Input schema: None (no parameters).

---

Architecture

MCP Client (Claude Code, mcporter, etc.)
    |
    | stdio (stdin/stdout)
    |
agenthifive-mcp server
    |
    | HTTPS (agent access token or bearer token)
    |
AgentHiFive Vault
    |
    | OAuth2 (refresh tokens stored here)
    |
Provider APIs (Google, Microsoft, Slack, ...)

The MCP server is a thin layer that translates MCP tool calls into Vault API requests using the same VaultClient from the @agenthifive/agenthifive package. No provider credentials pass through the MCP server or the client.

Error handling

The MCP server surfaces errors as MCP tool response text. Common error scenarios:

Scenario	Behavior
Missing environment variables	Server exits immediately with a descriptive error on stderr
Vault API unreachable	Tool call returns an error response
Connection not found	Tool call returns an error response
Approval denied or expired	Tool call returns an error describing the denial/expiry

Errors are written to stderr and will appear in the MCP client's server logs.

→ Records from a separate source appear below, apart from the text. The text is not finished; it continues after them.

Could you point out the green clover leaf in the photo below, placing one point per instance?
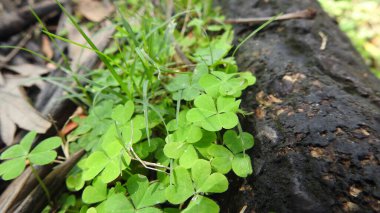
(116, 203)
(182, 187)
(185, 86)
(75, 182)
(213, 117)
(214, 52)
(241, 165)
(108, 163)
(206, 141)
(143, 149)
(16, 155)
(189, 157)
(223, 160)
(205, 181)
(95, 193)
(144, 194)
(20, 150)
(175, 149)
(184, 131)
(201, 204)
(44, 152)
(221, 83)
(123, 113)
(238, 143)
(11, 169)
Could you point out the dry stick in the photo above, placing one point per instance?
(187, 17)
(16, 21)
(302, 14)
(13, 53)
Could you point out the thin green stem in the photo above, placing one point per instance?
(42, 184)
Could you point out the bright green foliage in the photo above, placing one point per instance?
(108, 163)
(214, 117)
(123, 113)
(144, 194)
(224, 160)
(205, 181)
(17, 155)
(95, 193)
(241, 165)
(215, 51)
(221, 83)
(185, 86)
(184, 131)
(182, 187)
(237, 143)
(201, 204)
(156, 141)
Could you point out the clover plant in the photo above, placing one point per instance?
(162, 135)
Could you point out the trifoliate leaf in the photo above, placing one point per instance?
(44, 152)
(123, 113)
(188, 157)
(206, 114)
(145, 195)
(116, 203)
(221, 83)
(237, 143)
(205, 181)
(184, 130)
(200, 170)
(108, 163)
(182, 187)
(21, 149)
(11, 169)
(94, 164)
(206, 141)
(95, 193)
(213, 53)
(241, 165)
(143, 149)
(222, 158)
(215, 183)
(201, 204)
(174, 149)
(75, 182)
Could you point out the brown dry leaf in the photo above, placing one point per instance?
(16, 110)
(29, 74)
(94, 10)
(29, 70)
(46, 47)
(80, 56)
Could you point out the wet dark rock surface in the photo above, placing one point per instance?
(316, 116)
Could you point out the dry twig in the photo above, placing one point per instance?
(302, 14)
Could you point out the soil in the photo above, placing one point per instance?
(316, 116)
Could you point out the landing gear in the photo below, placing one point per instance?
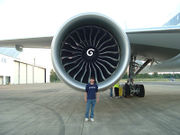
(131, 89)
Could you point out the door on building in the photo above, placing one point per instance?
(1, 80)
(8, 80)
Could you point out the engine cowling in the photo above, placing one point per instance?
(90, 45)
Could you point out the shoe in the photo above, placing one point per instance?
(86, 119)
(92, 119)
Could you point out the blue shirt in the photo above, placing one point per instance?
(91, 91)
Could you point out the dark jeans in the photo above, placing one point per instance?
(90, 105)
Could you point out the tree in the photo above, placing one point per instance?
(53, 76)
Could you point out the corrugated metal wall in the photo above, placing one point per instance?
(25, 73)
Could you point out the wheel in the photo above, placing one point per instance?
(126, 90)
(142, 91)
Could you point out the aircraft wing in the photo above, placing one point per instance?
(35, 42)
(159, 44)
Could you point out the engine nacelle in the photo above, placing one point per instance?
(90, 45)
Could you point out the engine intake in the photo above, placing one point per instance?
(90, 45)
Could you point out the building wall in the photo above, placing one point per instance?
(16, 72)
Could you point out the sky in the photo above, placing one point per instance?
(38, 18)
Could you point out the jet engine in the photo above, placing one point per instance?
(90, 45)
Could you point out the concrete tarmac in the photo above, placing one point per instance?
(56, 109)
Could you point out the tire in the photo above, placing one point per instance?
(126, 90)
(142, 91)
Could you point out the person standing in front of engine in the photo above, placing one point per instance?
(91, 96)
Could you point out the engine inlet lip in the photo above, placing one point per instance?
(89, 19)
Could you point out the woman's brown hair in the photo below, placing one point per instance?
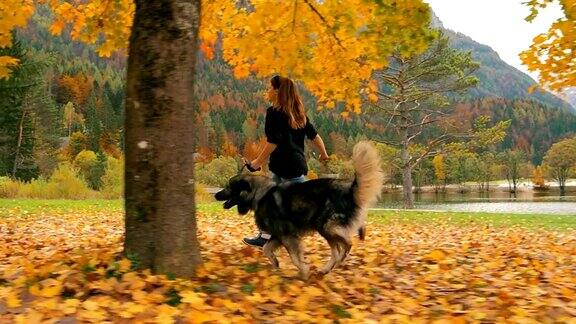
(289, 101)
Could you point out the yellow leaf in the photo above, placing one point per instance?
(192, 298)
(13, 300)
(124, 265)
(435, 255)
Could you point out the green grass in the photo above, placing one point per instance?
(530, 221)
(39, 206)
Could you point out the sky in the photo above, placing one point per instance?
(499, 24)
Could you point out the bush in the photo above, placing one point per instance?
(202, 196)
(113, 179)
(91, 167)
(64, 183)
(344, 169)
(217, 172)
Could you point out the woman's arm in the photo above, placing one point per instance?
(319, 144)
(263, 156)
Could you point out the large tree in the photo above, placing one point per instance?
(560, 160)
(160, 222)
(412, 98)
(513, 162)
(19, 110)
(332, 46)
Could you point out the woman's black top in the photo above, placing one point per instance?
(287, 160)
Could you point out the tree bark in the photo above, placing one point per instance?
(160, 212)
(18, 144)
(408, 197)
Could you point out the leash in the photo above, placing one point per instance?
(247, 166)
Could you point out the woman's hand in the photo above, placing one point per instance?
(256, 165)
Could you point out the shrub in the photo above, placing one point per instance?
(217, 172)
(63, 184)
(113, 179)
(202, 196)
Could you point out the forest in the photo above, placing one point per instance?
(66, 109)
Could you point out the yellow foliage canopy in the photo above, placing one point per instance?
(553, 54)
(332, 46)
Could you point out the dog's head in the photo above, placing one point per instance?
(240, 191)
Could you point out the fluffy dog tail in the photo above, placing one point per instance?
(367, 185)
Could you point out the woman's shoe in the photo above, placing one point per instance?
(257, 241)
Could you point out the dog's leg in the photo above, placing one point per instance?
(341, 236)
(269, 248)
(294, 248)
(335, 253)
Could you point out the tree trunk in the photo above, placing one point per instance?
(407, 188)
(18, 144)
(160, 212)
(408, 197)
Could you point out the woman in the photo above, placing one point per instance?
(286, 127)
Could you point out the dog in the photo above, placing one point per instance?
(334, 208)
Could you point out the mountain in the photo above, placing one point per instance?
(497, 78)
(232, 110)
(570, 96)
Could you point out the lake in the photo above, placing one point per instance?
(525, 202)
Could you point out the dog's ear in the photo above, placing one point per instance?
(243, 185)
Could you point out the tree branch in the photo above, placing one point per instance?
(324, 21)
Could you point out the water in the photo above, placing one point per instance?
(525, 202)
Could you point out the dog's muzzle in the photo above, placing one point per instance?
(224, 195)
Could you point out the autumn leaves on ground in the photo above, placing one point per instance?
(58, 262)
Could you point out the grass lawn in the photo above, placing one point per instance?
(529, 221)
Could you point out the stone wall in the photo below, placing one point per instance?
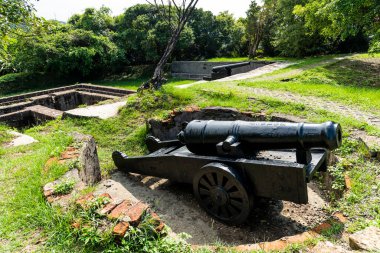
(197, 70)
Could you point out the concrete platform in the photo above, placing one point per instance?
(97, 111)
(20, 139)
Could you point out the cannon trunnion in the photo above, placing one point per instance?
(226, 179)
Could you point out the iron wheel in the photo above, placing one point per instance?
(220, 191)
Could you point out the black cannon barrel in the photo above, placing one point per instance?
(202, 137)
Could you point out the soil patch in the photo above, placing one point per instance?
(175, 203)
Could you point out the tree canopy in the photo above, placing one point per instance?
(95, 43)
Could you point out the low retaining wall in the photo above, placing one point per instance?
(197, 70)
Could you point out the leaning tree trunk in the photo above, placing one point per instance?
(158, 77)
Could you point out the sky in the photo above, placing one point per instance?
(63, 9)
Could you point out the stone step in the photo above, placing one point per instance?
(47, 112)
(111, 93)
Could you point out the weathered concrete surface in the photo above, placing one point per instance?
(36, 107)
(98, 111)
(89, 167)
(20, 140)
(328, 247)
(253, 73)
(367, 239)
(196, 70)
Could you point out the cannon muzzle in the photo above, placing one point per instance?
(242, 137)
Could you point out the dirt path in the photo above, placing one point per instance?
(298, 71)
(251, 74)
(176, 205)
(315, 102)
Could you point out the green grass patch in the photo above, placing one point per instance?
(228, 59)
(336, 82)
(25, 212)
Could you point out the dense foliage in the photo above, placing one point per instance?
(95, 43)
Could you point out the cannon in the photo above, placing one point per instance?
(231, 164)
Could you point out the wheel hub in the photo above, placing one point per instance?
(219, 196)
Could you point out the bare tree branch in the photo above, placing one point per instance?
(183, 11)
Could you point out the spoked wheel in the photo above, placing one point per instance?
(219, 190)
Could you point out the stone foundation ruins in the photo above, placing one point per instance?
(33, 108)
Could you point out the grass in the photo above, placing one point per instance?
(228, 59)
(27, 217)
(350, 82)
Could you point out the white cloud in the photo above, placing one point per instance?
(63, 9)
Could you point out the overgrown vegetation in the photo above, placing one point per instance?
(95, 44)
(24, 209)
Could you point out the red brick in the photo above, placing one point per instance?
(107, 209)
(135, 212)
(105, 195)
(158, 222)
(121, 228)
(120, 210)
(340, 217)
(70, 153)
(76, 225)
(322, 227)
(347, 181)
(278, 245)
(82, 201)
(48, 192)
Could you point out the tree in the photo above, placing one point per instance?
(341, 19)
(258, 18)
(61, 51)
(176, 24)
(99, 21)
(13, 14)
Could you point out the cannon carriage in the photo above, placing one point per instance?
(231, 163)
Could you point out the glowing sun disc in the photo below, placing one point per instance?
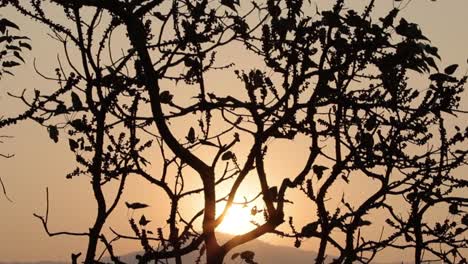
(236, 221)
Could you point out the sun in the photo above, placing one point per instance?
(236, 221)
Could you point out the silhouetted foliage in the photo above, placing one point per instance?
(336, 79)
(11, 49)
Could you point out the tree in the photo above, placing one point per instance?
(11, 48)
(337, 80)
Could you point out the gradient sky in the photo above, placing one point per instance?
(39, 163)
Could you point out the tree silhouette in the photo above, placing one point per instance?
(338, 80)
(11, 48)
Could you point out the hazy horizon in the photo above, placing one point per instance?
(39, 163)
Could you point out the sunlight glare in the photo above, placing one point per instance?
(236, 221)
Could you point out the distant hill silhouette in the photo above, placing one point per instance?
(265, 253)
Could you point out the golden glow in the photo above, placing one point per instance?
(236, 221)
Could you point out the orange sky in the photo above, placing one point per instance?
(39, 163)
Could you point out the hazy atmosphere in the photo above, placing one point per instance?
(203, 121)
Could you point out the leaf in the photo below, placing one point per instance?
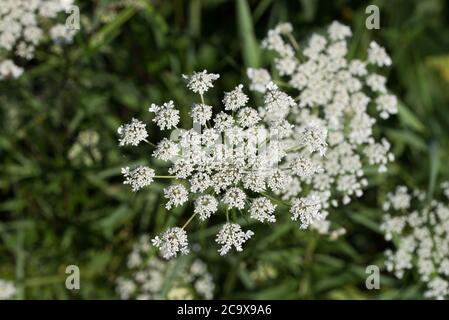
(251, 53)
(409, 119)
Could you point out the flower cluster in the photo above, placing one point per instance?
(305, 153)
(148, 274)
(338, 100)
(23, 25)
(420, 232)
(228, 160)
(7, 289)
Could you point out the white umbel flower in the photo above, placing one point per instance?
(138, 178)
(205, 206)
(387, 104)
(259, 79)
(235, 99)
(166, 116)
(313, 138)
(277, 181)
(200, 82)
(248, 117)
(166, 150)
(231, 235)
(176, 194)
(201, 113)
(132, 133)
(263, 210)
(307, 210)
(9, 70)
(235, 198)
(304, 167)
(171, 242)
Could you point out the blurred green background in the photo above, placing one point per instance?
(63, 201)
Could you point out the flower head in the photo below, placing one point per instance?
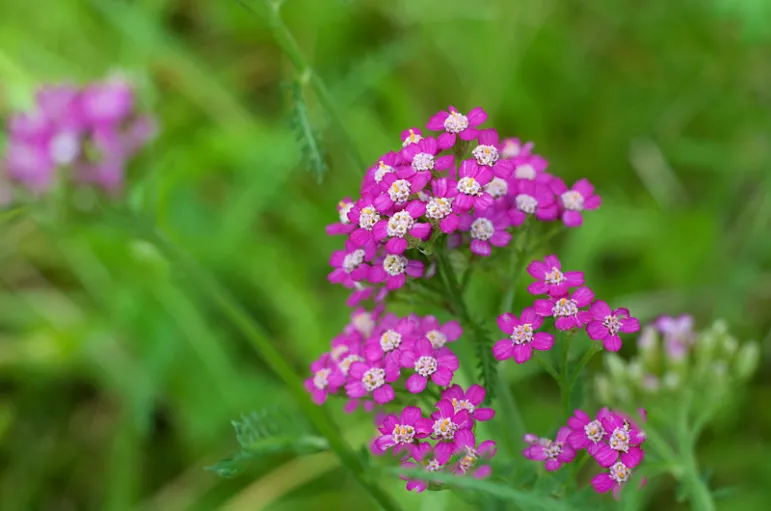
(567, 309)
(607, 323)
(550, 279)
(575, 200)
(523, 338)
(554, 452)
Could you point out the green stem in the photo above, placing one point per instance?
(307, 75)
(260, 341)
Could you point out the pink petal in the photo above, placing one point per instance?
(416, 383)
(602, 483)
(542, 341)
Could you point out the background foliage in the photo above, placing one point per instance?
(117, 385)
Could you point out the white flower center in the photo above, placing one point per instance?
(400, 224)
(620, 472)
(554, 277)
(345, 364)
(390, 340)
(363, 323)
(394, 265)
(64, 148)
(485, 154)
(462, 404)
(445, 429)
(525, 171)
(526, 203)
(403, 434)
(455, 122)
(572, 200)
(438, 208)
(469, 186)
(522, 334)
(399, 191)
(619, 440)
(437, 338)
(565, 307)
(497, 187)
(353, 260)
(482, 229)
(423, 162)
(382, 170)
(344, 208)
(594, 431)
(425, 366)
(373, 379)
(368, 218)
(320, 379)
(553, 450)
(612, 323)
(510, 149)
(412, 138)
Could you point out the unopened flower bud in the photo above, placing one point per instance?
(747, 360)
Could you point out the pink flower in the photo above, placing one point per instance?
(403, 432)
(365, 378)
(469, 401)
(399, 225)
(532, 199)
(523, 338)
(446, 423)
(550, 279)
(392, 270)
(439, 365)
(566, 310)
(466, 448)
(606, 324)
(455, 123)
(389, 341)
(363, 214)
(351, 265)
(327, 379)
(422, 455)
(575, 200)
(486, 154)
(344, 226)
(554, 453)
(486, 228)
(440, 208)
(411, 136)
(587, 433)
(395, 192)
(471, 194)
(421, 159)
(439, 335)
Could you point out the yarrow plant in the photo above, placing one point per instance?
(445, 208)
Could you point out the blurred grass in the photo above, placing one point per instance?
(117, 387)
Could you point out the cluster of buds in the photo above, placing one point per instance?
(672, 355)
(81, 134)
(571, 310)
(612, 439)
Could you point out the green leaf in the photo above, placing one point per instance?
(265, 433)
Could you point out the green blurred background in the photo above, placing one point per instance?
(117, 382)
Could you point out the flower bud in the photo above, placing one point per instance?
(747, 359)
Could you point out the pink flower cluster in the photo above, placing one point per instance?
(379, 350)
(444, 441)
(570, 310)
(421, 190)
(90, 131)
(611, 438)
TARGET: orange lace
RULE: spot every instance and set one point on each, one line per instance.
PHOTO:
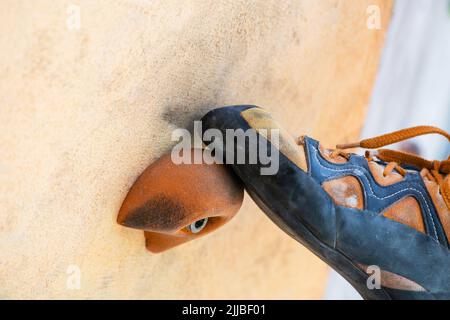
(434, 170)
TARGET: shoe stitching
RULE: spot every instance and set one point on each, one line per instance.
(372, 192)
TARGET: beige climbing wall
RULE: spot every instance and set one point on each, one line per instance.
(84, 110)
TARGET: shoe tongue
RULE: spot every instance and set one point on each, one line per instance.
(446, 190)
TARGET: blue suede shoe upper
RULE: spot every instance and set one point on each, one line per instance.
(376, 197)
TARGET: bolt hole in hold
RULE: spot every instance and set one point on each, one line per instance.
(198, 225)
(177, 203)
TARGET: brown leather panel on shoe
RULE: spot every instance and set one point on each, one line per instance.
(377, 173)
(394, 281)
(406, 211)
(345, 191)
(441, 207)
(260, 119)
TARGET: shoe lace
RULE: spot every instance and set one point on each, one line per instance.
(434, 170)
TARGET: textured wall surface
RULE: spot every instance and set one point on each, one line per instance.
(84, 111)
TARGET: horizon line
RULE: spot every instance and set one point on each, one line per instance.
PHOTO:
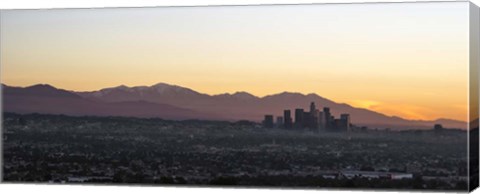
(260, 97)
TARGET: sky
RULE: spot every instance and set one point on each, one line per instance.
(400, 59)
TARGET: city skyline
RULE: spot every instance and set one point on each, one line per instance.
(352, 54)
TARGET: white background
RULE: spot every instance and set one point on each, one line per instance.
(73, 189)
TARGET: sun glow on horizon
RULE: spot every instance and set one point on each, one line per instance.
(408, 60)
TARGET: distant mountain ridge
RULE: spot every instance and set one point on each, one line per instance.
(236, 106)
(47, 99)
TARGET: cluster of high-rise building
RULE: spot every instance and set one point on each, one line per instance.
(313, 119)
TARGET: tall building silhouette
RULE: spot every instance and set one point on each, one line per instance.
(279, 122)
(312, 119)
(288, 123)
(328, 117)
(299, 121)
(344, 122)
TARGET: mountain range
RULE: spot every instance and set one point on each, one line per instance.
(176, 102)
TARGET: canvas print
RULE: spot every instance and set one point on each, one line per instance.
(345, 96)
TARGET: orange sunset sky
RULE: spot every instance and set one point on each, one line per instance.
(408, 59)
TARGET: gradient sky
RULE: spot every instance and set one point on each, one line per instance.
(403, 59)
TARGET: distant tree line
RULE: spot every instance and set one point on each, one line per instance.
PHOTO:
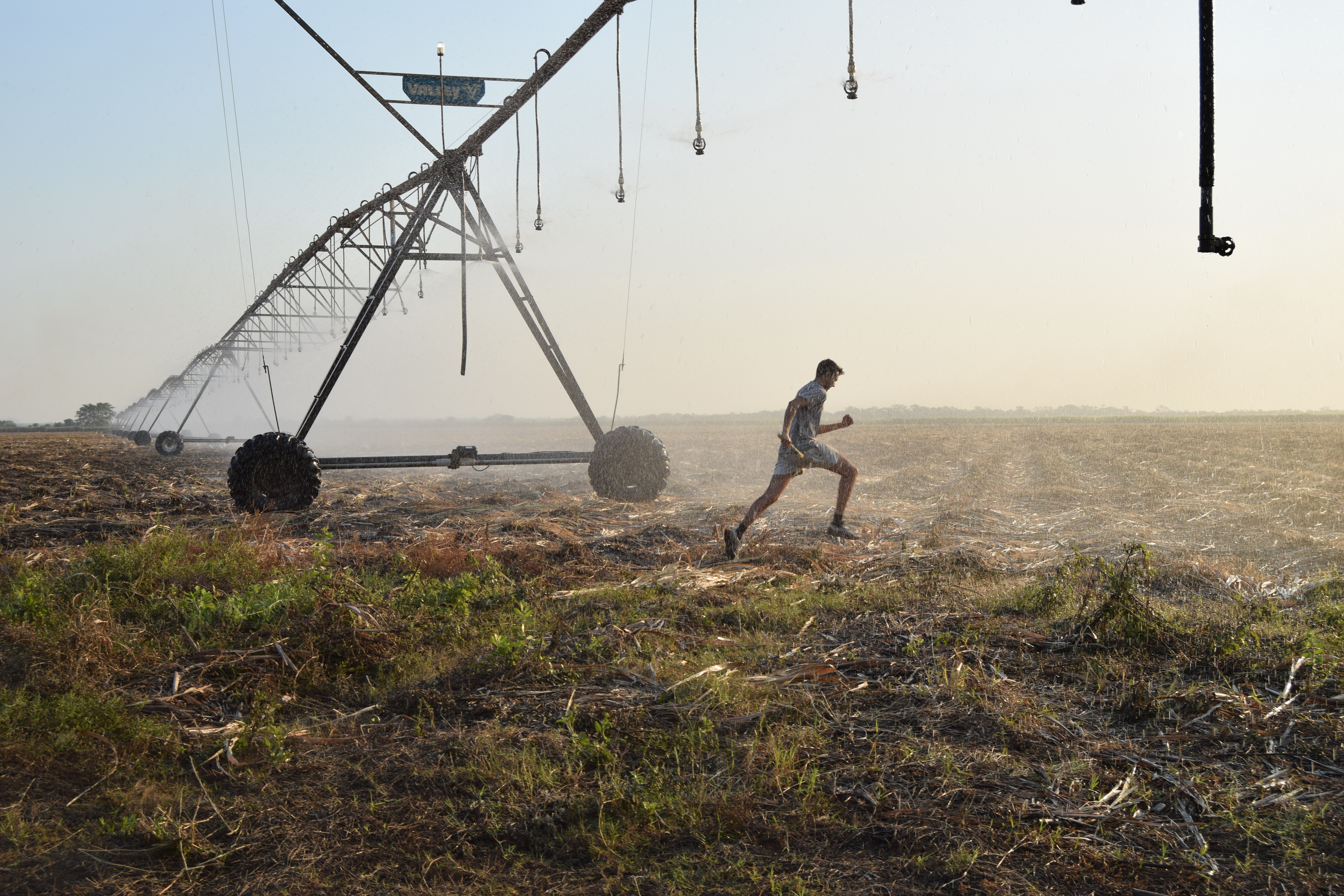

Differences from the Gateway Plugin

Feature	Gateway Plugin	MCP Server
Transport	In-process (Gateway)	stdio (MCP)
Tools	6 (vault_execute, request_permission, request_capability, vault_await_approval, vault_connections_list, vault_connection_revoke)	7 (execute, list_connections, revoke, list_services, get_my_capabilities, request_capability, list_approvals)
Approval flow	Built-in polling via vault_await_approval (fallback) or auto-notification	Indicated in execute response; user approves via dashboard
Best for	OpenClaw Gateway deployments	Cross-client portability (Claude Code, mcporter, etc.)